WASHINGTON: According to neuroscientists from Georgetown University Medical Centre, the brain's auditory lexicon, or catalogue of verbal language, is located in the front of the primary auditory cortex, not the rear - a discovery that challenges a century-long understanding of this part of the brain.
The new knowledge is significant because it may have an influence on healing and rehabilitation following brain damage such as a stroke. The findings of the study were published in Neurobiology of Language.
Riesenhuber's group discovered a lexicon for written words near the base of the left hemisphere of the brain, known as the Visual Word Form Area (VWFA), and later discovered that newly learnt written words are added to the VWFA. The current study intended to see if a comparable vocabulary for spoken words exists in the Auditory Word Form Area (AWFA), which is situated anterior to the main auditory cortex.
"Since the early 1900s, scientists believed spoken word recognition took place behind the primary auditory cortex, but that model did not fit well with many observations from patients with speech recognition deficits, such as stroke patients," says Maximilian Riesenhuber, PhD, professor in the Department of Neuroscience at Georgetown University Medical Center and senior author of this study.
"Our discovery of an auditory lexicon more towards the front of the brain provides a new target area to help us understand speech comprehension deficits." In the study, led by Srikanth Damera, MD, PhD, 26 volunteers went through three rounds of functional magnetic resonance imaging (fMRI) scans to examine their spoken word processing abilities.
The technique used in this study was called functional-MRI rapid adaptation (fMRI-RA), which is more sensitive than conventional fMRI in assessing representation of auditory words as well as the learning of new words.
"In future studies, it will be interesting to investigate how interventions directed at the AWFA affect speech comprehension deficits in populations with different types of strokes or brain injury," says Riesenhuber.
"We are also trying to understand how the written and spoken word systems interact.
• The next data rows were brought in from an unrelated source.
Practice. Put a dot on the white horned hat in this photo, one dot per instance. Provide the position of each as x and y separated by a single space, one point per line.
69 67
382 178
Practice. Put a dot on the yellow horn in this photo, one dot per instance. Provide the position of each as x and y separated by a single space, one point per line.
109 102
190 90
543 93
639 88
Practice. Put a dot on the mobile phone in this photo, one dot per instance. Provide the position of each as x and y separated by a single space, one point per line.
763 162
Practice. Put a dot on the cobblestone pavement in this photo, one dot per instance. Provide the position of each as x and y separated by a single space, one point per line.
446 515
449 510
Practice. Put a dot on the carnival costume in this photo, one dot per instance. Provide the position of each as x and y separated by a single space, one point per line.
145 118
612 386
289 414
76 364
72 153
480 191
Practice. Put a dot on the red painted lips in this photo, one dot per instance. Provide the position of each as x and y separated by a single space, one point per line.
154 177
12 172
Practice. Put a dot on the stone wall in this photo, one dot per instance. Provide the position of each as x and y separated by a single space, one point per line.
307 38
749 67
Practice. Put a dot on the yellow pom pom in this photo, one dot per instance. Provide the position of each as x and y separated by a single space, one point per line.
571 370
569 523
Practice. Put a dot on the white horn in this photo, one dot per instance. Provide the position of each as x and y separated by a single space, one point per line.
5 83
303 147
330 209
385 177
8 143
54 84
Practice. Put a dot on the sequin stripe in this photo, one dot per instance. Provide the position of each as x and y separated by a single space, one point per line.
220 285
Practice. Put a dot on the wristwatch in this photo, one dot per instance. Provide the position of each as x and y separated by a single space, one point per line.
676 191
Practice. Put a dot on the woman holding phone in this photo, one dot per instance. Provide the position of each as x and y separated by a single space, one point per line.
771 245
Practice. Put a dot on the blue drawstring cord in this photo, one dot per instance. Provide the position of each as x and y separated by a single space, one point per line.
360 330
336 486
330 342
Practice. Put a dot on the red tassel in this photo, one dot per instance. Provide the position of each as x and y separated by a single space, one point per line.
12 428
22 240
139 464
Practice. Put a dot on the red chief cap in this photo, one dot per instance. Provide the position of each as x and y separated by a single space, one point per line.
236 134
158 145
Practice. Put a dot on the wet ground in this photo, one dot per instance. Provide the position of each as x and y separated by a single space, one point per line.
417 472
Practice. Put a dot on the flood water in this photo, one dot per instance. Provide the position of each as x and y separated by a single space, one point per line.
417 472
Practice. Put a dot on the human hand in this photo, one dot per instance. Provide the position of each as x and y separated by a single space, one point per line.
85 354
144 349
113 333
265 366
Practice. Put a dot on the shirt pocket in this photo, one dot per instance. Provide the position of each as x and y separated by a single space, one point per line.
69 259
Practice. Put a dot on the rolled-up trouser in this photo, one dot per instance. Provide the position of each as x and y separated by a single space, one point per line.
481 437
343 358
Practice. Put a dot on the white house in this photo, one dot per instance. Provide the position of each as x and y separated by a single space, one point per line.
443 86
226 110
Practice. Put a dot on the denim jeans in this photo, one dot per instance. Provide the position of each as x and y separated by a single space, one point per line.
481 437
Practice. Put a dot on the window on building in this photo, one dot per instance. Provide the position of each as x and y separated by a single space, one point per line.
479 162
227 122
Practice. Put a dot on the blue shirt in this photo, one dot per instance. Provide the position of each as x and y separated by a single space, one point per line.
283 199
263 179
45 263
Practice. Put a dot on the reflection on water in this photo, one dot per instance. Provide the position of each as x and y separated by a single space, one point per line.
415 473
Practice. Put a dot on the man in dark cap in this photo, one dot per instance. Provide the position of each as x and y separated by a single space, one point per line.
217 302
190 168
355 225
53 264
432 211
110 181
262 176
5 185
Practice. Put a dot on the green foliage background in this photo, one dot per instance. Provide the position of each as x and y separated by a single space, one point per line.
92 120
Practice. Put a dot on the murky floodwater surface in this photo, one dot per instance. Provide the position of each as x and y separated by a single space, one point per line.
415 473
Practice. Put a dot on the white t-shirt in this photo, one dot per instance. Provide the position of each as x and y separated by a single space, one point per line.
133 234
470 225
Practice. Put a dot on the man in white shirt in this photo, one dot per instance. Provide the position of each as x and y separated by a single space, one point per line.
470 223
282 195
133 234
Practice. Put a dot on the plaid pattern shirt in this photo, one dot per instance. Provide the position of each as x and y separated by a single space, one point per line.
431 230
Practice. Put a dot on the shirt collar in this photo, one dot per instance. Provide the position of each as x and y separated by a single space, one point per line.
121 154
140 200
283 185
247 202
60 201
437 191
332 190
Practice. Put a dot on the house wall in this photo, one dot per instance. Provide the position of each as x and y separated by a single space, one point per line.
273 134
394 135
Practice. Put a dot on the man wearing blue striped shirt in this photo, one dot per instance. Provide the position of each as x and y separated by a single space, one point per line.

Beyond that, we are using the same techniques to look for auditory lexica in other parts of the brain, such as those responsible for speech production."
Josef Rauschecker, PhD, DSc, professor in the Department of Neuroscience at Georgetown and co-author of the study, adds that many aspects of how the brain processes words, either written or verbal, remain unexplored.
"We know that when we learn to speak, we rely on our auditory system to tell us whether the sound we've produced accurately represents our intended word," he said. "We use that feedback to refine future attempts to say the word.
However, the brain's process for this remains poorly understood - both for young children learning to speak for the first time, but also for older people learning a second language."